John said:
Ian Collins said:
John Brawley wrote:
John Brawley wrote:
I don't know if this is the same idea, but I do exactly this with an
array[].
My program can't grab the necessary memory until the user enters a
number so the program can provide it for what comes later.
I was told the only two ways to do this were an array[] and a
vector[], and I had to create the array[] with *new.
It's an extension. It's not standard, and so it is not portable. If you
use it in g++, it may not work with another compiler. It won't work if
instruct g++ to adhere to standards.
In C, there is now a construct called "variable length arrays". Those
are not part of C++. The only portable way to do it is with std::vector
(and you should have really good reasons for not using that in the
first place) and a pointer with new.
Brian
(!) I did not know it was nonstandard, nor that it would be nonportable.
The question arises though: _how_ nonportable? The machines this program
has run on all run it perfectly, but they were probably all Windows machines
(it ran on 95, 98(mine), and XP, and ported with minor mods not including
replacing the *new array[], to Linux, so I'm not sure how dangerous my *new
array[] really is.... Is there some way for me to tell how
nonportable
I've
made this thing?, besides the various people and machines it ran on?
It's portable to anywhere were the compiler you compiled it with has a
port...
Ian Collins.
Uh... please pardon: I don't follow....
Compiler: Borland command line tools v5.5 (BCC32).
How, pray tell, does somewhere else have a "port" specific to a compiler?
(Pardon also: I have a sneakin' suspicion that was humor, but I'm not
sure....)
The language extension you're using is a feature of the compiler, not
the platform. If you run the same compiler on a different platform, the
behavior will generally be the same as on the first platform.

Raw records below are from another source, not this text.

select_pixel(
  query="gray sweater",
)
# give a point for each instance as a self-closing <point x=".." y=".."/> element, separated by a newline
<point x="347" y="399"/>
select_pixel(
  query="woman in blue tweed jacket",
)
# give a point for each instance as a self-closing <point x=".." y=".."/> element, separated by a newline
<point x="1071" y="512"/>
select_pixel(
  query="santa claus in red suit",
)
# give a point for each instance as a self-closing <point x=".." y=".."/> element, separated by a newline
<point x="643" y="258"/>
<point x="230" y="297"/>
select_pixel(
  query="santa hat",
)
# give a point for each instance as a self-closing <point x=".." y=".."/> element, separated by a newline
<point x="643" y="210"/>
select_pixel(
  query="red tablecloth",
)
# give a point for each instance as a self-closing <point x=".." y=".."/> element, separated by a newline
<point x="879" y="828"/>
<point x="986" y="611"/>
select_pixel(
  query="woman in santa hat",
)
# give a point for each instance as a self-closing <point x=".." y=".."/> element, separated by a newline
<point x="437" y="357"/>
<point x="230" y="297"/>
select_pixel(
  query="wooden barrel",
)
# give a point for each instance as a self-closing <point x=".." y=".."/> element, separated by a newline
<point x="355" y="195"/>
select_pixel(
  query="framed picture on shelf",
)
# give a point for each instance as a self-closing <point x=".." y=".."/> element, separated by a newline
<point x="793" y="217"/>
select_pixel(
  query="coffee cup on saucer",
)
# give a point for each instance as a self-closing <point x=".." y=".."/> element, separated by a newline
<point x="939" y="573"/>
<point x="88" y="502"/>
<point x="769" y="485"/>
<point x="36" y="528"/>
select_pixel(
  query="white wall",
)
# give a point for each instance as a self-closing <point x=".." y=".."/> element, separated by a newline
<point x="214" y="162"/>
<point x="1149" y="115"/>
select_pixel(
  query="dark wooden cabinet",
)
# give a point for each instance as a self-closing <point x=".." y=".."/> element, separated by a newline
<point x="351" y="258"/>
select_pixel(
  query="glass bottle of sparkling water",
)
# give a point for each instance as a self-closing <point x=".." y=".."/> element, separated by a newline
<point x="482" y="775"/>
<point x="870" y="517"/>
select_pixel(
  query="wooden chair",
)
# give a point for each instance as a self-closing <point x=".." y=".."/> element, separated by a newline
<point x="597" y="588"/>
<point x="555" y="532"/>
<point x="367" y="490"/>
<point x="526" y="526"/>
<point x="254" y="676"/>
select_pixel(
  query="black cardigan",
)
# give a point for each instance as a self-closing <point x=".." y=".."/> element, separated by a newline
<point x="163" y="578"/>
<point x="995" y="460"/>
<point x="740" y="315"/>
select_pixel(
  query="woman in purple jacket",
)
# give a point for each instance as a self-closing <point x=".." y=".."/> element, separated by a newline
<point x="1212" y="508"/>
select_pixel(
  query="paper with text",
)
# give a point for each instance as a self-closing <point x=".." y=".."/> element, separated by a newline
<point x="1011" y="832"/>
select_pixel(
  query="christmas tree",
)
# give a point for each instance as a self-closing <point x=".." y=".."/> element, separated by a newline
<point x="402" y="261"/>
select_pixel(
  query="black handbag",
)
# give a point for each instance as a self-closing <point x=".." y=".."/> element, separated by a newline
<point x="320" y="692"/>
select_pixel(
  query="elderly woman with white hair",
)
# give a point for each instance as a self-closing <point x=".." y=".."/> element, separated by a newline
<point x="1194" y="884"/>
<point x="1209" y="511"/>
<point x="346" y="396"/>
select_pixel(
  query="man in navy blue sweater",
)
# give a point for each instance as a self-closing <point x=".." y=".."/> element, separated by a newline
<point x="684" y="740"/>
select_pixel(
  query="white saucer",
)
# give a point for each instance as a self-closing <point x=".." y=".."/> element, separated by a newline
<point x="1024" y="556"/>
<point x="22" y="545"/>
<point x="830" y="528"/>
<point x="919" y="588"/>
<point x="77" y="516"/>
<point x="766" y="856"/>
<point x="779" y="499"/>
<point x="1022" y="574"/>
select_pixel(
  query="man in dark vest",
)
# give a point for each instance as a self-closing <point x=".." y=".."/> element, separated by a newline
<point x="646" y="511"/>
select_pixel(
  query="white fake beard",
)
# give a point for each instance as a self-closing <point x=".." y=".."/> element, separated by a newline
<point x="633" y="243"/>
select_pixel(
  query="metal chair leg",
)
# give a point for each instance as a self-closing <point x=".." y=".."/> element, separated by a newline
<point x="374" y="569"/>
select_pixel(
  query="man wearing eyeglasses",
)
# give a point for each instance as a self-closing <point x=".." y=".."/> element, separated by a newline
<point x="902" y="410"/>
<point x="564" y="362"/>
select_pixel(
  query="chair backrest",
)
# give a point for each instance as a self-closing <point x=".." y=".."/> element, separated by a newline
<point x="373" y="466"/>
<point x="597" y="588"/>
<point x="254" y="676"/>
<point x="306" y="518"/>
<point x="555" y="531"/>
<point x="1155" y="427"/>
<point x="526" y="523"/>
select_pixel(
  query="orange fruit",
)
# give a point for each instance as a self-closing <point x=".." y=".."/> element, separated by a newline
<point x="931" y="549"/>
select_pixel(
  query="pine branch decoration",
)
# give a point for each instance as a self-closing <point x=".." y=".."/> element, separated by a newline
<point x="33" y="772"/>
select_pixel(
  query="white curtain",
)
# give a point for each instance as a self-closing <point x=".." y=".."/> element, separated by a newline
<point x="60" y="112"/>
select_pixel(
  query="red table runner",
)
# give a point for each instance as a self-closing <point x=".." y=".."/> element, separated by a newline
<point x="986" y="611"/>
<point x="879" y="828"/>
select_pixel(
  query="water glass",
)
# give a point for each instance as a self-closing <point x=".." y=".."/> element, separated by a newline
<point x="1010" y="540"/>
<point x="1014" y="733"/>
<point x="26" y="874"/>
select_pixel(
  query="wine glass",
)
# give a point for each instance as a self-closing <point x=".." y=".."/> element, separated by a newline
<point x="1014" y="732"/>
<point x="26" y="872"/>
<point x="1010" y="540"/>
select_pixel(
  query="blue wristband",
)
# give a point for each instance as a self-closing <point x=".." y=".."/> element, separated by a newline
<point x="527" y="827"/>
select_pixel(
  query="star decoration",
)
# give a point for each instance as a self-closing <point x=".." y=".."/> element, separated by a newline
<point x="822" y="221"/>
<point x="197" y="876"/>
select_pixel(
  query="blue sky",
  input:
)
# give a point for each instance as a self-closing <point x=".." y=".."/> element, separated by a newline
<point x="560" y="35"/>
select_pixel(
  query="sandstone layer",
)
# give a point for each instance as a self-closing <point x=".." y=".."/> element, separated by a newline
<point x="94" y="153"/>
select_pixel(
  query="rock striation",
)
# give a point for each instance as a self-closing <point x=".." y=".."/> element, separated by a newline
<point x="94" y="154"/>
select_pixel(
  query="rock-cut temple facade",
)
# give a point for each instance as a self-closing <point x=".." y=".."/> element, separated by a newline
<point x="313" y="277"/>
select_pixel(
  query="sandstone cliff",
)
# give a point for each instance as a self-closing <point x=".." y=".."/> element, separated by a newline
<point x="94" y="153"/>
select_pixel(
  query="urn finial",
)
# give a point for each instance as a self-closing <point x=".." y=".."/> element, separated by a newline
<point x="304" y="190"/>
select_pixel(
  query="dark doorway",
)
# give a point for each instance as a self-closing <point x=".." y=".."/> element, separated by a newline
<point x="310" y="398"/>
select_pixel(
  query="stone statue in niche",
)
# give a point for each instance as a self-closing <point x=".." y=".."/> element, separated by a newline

Similarly, if you use a compiler that takes a stricter view of
variable-length arrays, it should give you the same diagnostic on any
platform to which it has been ported.
If Borland v5.5 was written for Windows 95, but runs on Linux, then it
is said to have been "ported" to Linux, or to have a "port" on Linux.
If it has been officially ported to BSD, then it will exist in the BSD
"ports" tree. If it has been formally ported to Gentoo, then it will
exist in a system called "portage." GCC was not originally written for
Windows, but does have a port to it.